Malheureusement pour moi, je n’ai pas reçu beaucoup de soutien. Seule ma sœur cadette m’encourageait. Pour le reste du monde, j’étais « Complètement stupide ! », « Tu es handicapée, tu n’as pas de diplôme, tu ne peux rien faire de ta vie ! », « Écrire ? Mais tu n’as rien de plus inutile à faire ? Et comme si quelqu’un comme toi allait y arriver ! ». Ce fût très dur pour moi. Mais j’ai tout fait pour ne pas trop y prêter attention. Car je savais que c’était ce que je voulais vraiment faire.

En parallèle, en 2015, j’ai rencontré sur Internet le designer japonais Takafumi Tsuruta de la marque Tenbo. Il était très intéressé par le style que je portais sur mes quelques photos, et m’a proposé de participer à la Tokyo Collection de cette année en tant que mannequin.

Ce fût très compliqué pour moi d’y parvenir, car il fallait me dépêcher et qu’aucune aide n’est proposée pour les personnes en situation de handicap désirant se déplacer, surtout à l’étranger. En effet, il y a beaucoup de formalités, et rien n’est fait pour vous faciliter la tâche.

J’y suis toutefois parvenue grâce à l’aide de mes parents. Depuis, je poursuis dans ce domaine, car j’ai réalisé que, comme tout ce qui est artistique, c’est un des meilleurs moyens de communiquer un message. J’espère pouvoir continuer à exercer et à percer dans ces secteurs d’activités.

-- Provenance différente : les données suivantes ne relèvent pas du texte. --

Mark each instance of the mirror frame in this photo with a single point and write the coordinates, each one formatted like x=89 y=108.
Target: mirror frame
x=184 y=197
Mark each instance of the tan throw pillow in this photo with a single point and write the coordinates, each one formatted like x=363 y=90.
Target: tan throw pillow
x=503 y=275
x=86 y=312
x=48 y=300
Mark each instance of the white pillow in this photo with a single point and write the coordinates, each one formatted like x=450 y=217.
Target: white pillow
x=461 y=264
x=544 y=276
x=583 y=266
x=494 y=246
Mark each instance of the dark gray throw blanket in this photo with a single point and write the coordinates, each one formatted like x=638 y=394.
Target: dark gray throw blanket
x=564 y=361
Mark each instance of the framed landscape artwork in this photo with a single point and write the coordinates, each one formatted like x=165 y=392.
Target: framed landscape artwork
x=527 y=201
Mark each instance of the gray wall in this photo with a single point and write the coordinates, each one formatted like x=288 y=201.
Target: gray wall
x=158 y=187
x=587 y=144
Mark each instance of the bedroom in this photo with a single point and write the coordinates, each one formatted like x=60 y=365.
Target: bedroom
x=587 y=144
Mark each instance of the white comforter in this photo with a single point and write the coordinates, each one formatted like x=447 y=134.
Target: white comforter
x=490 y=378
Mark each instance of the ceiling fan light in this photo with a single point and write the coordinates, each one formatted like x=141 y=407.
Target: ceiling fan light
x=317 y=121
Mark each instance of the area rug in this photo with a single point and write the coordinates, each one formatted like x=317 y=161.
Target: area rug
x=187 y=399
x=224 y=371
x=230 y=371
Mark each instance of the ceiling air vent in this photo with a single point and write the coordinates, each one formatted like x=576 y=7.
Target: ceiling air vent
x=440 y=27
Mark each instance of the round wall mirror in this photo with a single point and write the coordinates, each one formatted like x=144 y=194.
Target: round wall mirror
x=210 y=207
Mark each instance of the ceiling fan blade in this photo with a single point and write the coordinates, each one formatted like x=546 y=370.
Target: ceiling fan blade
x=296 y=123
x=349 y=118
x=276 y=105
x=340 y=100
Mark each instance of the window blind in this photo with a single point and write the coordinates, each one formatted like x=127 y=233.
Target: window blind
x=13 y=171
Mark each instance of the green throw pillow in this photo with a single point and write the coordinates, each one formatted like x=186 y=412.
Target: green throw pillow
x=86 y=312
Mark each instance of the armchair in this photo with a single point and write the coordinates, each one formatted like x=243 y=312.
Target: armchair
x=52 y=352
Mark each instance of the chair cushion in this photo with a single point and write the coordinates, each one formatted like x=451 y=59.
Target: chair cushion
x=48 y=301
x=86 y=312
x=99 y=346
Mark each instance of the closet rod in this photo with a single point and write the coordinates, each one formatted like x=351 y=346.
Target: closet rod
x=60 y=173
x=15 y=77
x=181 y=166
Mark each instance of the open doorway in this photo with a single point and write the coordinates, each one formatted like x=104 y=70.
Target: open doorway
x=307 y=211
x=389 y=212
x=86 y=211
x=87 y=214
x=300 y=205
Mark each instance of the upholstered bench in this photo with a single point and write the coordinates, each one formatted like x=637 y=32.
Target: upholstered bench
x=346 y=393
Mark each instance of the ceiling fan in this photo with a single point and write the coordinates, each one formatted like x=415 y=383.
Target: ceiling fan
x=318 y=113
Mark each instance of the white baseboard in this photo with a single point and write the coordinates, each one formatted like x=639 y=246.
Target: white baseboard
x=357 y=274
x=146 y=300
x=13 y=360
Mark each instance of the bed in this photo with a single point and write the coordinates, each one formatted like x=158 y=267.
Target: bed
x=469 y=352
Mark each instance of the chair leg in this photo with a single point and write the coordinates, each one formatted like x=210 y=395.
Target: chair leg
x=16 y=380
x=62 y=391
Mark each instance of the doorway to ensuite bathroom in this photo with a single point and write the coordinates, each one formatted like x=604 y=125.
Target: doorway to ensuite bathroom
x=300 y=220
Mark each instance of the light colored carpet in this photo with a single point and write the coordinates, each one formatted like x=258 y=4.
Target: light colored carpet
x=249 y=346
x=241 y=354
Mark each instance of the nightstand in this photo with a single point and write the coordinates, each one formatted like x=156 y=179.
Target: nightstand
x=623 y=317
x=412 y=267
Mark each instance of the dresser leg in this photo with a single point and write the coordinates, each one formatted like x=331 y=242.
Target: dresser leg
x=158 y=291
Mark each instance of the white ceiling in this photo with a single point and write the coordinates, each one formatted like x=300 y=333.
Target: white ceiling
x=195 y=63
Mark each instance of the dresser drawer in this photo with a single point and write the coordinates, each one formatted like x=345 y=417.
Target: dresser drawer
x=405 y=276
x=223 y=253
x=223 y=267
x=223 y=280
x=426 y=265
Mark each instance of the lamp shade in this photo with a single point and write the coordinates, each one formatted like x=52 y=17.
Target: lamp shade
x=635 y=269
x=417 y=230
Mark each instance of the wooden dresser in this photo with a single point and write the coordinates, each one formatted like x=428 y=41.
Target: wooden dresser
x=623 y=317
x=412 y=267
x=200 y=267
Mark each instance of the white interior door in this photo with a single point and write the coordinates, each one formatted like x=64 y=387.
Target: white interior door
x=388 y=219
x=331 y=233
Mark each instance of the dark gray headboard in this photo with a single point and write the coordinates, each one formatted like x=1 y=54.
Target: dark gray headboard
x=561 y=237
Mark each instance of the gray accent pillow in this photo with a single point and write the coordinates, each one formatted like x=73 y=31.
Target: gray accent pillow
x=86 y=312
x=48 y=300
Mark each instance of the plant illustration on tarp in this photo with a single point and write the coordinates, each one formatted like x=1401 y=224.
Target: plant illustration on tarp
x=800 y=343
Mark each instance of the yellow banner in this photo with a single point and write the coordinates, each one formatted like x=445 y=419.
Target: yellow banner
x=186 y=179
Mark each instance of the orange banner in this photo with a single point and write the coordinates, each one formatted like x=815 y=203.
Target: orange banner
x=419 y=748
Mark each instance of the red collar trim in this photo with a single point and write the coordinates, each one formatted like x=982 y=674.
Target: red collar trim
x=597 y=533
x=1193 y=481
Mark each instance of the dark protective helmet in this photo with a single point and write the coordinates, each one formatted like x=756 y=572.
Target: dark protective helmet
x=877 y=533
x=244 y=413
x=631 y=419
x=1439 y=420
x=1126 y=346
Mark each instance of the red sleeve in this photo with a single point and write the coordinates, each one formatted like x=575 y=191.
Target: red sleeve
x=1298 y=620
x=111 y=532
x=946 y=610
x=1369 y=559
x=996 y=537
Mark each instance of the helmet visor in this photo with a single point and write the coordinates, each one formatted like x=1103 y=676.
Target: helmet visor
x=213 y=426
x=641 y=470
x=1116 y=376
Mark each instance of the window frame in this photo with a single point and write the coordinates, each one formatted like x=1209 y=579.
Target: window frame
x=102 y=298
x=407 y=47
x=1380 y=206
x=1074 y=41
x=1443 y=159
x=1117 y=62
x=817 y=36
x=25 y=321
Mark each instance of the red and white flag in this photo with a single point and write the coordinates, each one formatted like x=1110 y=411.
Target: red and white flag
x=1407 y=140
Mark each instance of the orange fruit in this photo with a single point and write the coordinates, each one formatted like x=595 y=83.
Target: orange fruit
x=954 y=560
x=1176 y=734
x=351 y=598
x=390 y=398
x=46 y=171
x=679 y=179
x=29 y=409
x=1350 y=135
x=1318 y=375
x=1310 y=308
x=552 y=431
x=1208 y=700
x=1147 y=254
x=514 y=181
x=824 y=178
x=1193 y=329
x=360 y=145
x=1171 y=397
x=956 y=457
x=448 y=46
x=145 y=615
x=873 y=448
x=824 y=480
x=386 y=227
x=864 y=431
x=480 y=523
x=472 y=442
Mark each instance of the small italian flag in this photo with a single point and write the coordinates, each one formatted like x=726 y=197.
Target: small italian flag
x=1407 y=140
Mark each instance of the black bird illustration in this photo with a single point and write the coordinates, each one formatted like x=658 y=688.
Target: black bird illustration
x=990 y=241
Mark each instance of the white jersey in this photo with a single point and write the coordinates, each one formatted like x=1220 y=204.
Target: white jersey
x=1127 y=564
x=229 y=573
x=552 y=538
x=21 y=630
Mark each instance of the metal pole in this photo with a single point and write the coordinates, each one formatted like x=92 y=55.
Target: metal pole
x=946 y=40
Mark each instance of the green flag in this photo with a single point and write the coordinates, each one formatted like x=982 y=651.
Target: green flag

-Une chose importante à savoir sur moi est que je suis une grande fan du Japon depuis très jeune, haha ! J’ai toujours adoré les anime (séries animées japonaises). Mon plus grand modèle de l’époque était évidemment Sailor Moon et ses ami(e)s. J’en regardais beaucoup d’autres : Saint Seiya, Rose of Versailles, Hokuto no Ken, etc. Je n’ai jamais cessé d’en visionner depuis lors, et ma liste de modèles s’est beaucoup agrandi, haha. De ce fait, une de mes grandes « stars » de l’époque était évidemment Dorothée. Bien entendu, durant l’adolescence, sont apparus Pokémon, Digimon, Yu-Gi-Oh!, et bien d’autres. Vous faire une liste détaillée serait affreusement long! Vers 14 ans, j’ai commencé à beaucoup m’intéresser à Harry Potter. J’en suis toujours très fan, même si j’avoue sans soucis que la fin m’a beaucoup déçue. En termes de cinéma, je suis plus intéressée par les films fantaisies et/ou de super héros. Les grands classiques bien sûr chez Marvel, DC Comics, etc. Mais aussi des œuvres tels que Hunger Games par exemple. Je ne suis toutefois absolument pas fermée à d’autres genre ! Ma DVD-thèque est plutôt variée, car parfois certains films attirent mon attention, même s’ils ne font pas partis de mes préférences. Puisque je viens de les évoquer, j’ai toujours été une très grande fan de Batman (j’ai commencé avec la série animée de 92) et les X-Men (que j’ai découvert avec X-Men Evolution). J’aimerai beaucoup qu’un jour, une personne en situation de handicap finisse en couple avec un des personnages principaux de films de super héros (n’importe lequel, ce sera très bien !). Je pense que cela aiderait énormément de personnes à s’accepter, et à promouvoir la diversité, puisque ces œuvres sont très grands publics.

Alexandrine Maurice

-D’un point de vue totalement personnel, je ne pense pas que des études puissent vraiment aider dans ce domaine. Bien sûr, vous pouvez apprendre les bases : comment dessiner pour réaliser des patrons en vue de créer des vêtements, des mouvements pour faire une chorégraphies, le comportement à avoir pour défiler ou réciter des textes, etc. Bref, aucun domaine précis, mais des bases qui peuvent être utiles. Toutefois, à mes yeux, avoir « ce qu’il faut » pour évoluer en tant qu’artiste ne s’apprend pas à l’école. C’est la vie de tous les jours, le fait de rêver, de s’intéresser à différentes choses qui permettent d’y parvenir. Attention, je n’encourage personne à abandonner ou à ne même pas tenter les études (que ce soit artistique ou autre) ! Je tiens juste à ce que vous vous posiez la question, si cela semble approprié à votre parcours. Personnellement, je ne connaissais pas grand-chose au domaine de la mode. Mais d’y avoir été propulsée, d’avoir laissée une chance à ce milieu, de m’y être intéressée, m’a permis de me développer et de poursuivre dans cette activité. Ce n’est pas grave si vous pensez que vous n’avez pas de « talents » innés. Si quelque chose vous passionne vraiment, vous y arriverez! Mais n’oubliez pas qu’être artistes demande beaucoup de disciplines sur certains points et de ce fait n’est pas forcément adapté à tous. La célébrité et la fortune ne sont ni sûres, ni les seules choses qui puissent vous arriver. Soyez prudents par rapport à tout ce que vous voyez ou entendez à ce sujet!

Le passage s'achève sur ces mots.